La plus évidente objection que l’on présentera à ce plan est qu’il se ferait au détriment des organismes prêteurs actuels : institutions financières, assurances et fonds de pension aujourd’hui courtisés pour qu’ils apportent leur soutien au financement des États. Ceux-ci peuvent cependant se trouver une impérieuse raison de ne pas abuser de telles rentes, pour y trouver un substitut à la morosité de l’économie privée. Car ils ne peuvent pas ne pas voir que le déséquilibre des finances publiques freine le développement économique et compromet leurs revenus à terme. Mais ce ne serait là que « se faire une raison », ce dont ils ne pourront se contenter longtemps.

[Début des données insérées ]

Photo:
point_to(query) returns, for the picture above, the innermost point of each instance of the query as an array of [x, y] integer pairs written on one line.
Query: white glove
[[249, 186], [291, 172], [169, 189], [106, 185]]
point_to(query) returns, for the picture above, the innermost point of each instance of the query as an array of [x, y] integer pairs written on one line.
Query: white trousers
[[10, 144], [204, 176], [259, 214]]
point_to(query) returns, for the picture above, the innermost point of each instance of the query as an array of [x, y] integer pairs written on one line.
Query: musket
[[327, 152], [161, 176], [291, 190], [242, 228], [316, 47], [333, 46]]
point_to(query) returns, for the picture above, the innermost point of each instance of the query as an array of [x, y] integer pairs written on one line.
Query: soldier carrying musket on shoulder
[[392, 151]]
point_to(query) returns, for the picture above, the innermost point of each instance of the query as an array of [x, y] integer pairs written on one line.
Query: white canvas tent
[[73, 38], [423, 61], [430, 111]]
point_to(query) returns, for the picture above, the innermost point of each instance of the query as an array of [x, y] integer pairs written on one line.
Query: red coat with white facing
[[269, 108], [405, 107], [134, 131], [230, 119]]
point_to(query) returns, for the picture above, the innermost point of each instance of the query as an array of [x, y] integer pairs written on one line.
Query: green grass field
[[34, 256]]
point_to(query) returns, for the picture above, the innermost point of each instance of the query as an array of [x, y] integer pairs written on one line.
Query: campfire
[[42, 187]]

Il faut donc en venir à l’essentiel : à rien ne servira de disposer d’argent moins coûteusement créé, si ce n’est pour réaliser des projets capables de débloquer notre économie par leur utilité propre.
Pour ne prendre qu’un exemple – le principal sans doute – il est vraisemblable qu’aucun pays développé ne retrouvera une vraie prospérité, en dépit de toute politique de « relance », tant que le logement urbain courant y coûtera trop cher, et que l’immobilier y sera néanmoins considéré comme non rentable. C’est notre organisation urbaine qui est ici en cause, et à l’apogée de notre siècle convaincu des seules vertus du libéralisme, il faut bien reconnaître que ce sont des ratés impressionnants de nos projets collectifs qui ont provoqué, ici nos principaux blocages, et ailleurs nos retards. Il faudra encore du temps pour que nous en prenions collectivement conscience, et que nous sachions prendre de justes décisions.

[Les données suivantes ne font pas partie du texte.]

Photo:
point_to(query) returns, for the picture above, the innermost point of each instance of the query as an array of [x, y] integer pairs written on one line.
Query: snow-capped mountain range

Le désastre des Savings and loans américaines, qui leur coûta près de 500 milliards de dollars pour avoir délaissé la mission de construction que leur avait confiée Roosevelt et s’être lancées dans des aventures douteuses, aurait dû servir d’alarme. En un certain sens, il fut exemplaire et révélait une erreur de priorité économique, plus qu’une incroyable cascade d’absurdités. Mais la leçon profonde ne fut pas tirée. L’État paya, et s’endetta.
On pourrait prendre d’autres exemples dans le retard des équipements nécessaires à la revitalisation de certains territoires où il ferait bon vivre, alors que nous continuons de nous entasser inutilement ailleurs.
Pas plus que l’économie, la monnaie ne peut se passer d’horizon.